At the same time, the nation is making steady progress on HIV testing, just as we have in the development of new prevention options. Since CDC recommended HIV testing for all Americans aged 13-64 in 2006, the proportion of people who are unaware of their HIV infection has declined steadily, from approximately 20 percent to 16 percent. And just today, CDC issued important new guidance that could help the nation reduce that number further.

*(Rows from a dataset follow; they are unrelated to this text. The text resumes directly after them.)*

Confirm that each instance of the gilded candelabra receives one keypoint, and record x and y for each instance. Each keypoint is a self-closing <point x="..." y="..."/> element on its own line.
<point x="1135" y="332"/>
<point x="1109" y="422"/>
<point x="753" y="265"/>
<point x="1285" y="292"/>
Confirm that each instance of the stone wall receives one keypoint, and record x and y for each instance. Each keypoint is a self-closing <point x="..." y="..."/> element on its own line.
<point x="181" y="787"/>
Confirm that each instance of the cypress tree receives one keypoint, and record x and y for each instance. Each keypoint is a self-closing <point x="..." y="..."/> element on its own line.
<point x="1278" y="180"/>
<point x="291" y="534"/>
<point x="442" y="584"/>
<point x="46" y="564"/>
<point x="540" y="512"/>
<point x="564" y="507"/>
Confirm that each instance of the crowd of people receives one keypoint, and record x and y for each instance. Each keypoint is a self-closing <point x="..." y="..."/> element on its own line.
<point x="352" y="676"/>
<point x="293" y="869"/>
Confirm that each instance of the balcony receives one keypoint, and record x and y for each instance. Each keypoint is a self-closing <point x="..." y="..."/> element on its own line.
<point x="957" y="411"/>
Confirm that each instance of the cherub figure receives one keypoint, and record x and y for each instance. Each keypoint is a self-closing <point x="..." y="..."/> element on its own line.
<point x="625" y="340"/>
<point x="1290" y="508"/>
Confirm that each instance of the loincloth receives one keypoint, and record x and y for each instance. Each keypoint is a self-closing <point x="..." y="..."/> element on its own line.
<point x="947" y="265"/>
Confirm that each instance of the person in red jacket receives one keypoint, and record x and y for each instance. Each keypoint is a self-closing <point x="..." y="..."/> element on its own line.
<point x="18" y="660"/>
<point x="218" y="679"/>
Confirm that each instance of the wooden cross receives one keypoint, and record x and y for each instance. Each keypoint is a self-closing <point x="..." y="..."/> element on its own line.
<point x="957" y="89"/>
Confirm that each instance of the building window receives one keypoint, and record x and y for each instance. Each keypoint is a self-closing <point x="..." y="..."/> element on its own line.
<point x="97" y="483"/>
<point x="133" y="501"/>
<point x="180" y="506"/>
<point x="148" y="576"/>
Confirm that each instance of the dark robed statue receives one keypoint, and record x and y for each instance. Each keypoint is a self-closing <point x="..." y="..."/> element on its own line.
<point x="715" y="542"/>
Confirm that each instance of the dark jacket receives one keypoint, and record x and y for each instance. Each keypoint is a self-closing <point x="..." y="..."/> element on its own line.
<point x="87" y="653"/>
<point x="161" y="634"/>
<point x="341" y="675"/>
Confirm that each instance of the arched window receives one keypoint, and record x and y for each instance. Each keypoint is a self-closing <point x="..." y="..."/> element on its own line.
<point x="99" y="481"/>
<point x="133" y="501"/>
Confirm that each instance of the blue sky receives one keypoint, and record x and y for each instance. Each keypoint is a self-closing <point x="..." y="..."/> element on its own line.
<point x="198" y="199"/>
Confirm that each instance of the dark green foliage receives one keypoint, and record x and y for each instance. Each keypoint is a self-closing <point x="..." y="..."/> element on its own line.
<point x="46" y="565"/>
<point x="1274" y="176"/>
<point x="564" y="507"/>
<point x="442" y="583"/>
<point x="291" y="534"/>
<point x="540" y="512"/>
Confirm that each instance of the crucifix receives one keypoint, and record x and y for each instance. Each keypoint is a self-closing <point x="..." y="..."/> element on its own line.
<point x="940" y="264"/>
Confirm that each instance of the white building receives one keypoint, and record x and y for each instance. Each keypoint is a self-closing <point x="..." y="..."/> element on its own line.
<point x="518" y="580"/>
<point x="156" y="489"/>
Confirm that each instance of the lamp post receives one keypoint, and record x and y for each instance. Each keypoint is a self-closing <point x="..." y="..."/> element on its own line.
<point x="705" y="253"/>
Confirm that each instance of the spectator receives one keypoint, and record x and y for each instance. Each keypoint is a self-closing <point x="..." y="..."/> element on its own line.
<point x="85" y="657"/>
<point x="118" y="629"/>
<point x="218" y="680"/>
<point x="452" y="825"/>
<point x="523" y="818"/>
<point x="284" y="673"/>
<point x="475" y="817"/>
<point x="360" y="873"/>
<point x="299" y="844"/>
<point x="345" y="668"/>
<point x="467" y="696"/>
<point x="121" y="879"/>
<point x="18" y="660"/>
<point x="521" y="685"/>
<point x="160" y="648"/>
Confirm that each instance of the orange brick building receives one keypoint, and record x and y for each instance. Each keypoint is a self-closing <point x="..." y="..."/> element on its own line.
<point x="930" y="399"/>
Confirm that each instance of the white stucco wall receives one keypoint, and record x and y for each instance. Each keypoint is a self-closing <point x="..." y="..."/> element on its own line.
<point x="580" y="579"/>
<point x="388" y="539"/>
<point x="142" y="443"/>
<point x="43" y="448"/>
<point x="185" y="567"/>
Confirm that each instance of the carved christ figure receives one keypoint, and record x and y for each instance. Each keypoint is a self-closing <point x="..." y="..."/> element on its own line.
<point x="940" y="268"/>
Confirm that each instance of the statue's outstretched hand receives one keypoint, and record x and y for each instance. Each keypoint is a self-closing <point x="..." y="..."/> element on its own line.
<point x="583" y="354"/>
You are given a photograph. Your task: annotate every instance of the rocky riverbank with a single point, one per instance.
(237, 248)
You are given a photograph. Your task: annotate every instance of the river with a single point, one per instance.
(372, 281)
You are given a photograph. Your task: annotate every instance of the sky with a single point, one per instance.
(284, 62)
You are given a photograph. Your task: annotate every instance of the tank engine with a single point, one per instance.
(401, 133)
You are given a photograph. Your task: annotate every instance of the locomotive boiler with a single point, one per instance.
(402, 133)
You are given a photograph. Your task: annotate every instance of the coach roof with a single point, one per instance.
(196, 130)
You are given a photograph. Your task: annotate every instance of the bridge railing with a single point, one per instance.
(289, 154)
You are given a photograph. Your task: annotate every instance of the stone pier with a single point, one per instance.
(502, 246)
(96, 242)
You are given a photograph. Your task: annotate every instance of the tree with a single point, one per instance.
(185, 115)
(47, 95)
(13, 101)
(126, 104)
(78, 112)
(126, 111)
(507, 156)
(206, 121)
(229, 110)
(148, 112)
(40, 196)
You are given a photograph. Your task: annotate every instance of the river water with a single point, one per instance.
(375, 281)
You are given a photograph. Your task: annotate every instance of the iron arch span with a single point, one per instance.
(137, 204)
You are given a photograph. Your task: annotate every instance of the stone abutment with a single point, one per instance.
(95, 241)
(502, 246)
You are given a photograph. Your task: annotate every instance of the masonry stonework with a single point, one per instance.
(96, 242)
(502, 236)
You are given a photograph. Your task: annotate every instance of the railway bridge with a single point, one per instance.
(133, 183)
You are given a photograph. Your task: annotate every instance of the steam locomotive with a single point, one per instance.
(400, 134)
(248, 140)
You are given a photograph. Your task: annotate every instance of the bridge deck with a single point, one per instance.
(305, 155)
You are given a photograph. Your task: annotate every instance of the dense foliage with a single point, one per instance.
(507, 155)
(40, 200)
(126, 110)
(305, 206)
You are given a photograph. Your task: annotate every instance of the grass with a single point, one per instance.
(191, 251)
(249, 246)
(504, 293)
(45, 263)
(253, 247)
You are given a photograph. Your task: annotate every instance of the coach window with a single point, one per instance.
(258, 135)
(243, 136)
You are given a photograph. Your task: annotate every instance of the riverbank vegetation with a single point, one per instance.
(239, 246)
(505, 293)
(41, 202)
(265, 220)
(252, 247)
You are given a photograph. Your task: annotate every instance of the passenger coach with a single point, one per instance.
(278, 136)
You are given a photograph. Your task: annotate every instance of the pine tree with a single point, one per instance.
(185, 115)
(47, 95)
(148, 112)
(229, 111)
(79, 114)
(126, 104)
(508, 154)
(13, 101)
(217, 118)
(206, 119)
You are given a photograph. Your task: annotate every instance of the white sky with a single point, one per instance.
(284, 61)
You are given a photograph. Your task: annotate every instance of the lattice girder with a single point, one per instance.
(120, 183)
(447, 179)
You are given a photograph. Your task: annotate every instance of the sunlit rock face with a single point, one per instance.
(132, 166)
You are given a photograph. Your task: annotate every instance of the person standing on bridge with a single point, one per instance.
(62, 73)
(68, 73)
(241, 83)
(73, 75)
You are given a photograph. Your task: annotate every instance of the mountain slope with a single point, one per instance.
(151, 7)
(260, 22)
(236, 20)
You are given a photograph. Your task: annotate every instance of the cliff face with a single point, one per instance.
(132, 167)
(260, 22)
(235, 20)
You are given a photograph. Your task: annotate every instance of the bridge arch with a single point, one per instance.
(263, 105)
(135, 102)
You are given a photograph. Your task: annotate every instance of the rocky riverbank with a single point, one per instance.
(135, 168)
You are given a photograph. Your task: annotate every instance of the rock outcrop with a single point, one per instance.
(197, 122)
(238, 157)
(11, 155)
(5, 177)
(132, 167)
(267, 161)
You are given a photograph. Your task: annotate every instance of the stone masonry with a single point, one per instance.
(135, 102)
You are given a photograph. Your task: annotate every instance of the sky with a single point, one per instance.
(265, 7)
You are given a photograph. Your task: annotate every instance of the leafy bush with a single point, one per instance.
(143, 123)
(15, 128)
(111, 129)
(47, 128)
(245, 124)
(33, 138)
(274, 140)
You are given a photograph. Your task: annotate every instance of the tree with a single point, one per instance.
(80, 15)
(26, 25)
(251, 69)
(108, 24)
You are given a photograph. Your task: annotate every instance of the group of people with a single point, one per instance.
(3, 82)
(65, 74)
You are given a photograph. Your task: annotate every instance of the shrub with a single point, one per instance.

Today, CDC is recommending a new approach for HIV testing in laboratories that capitalizes on the latest technology to improve diagnosis of acute infection, the earliest stage of HIV infection when people are most likely to transmit the virus. Identifying acute infections has long been one of our nation’s biggest HIV prevention challenges, since these infections eluded traditional testing technologies. But with consistent and widespread use of this new testing method, we can diagnose people several weeks earlier than before. CDC is supporting laboratories to adopt this new approach as quickly as possible.
HIV testing is fast, easy and empowering. On National HIV Testing Day, I urge all Americans to take the test and take control of their health.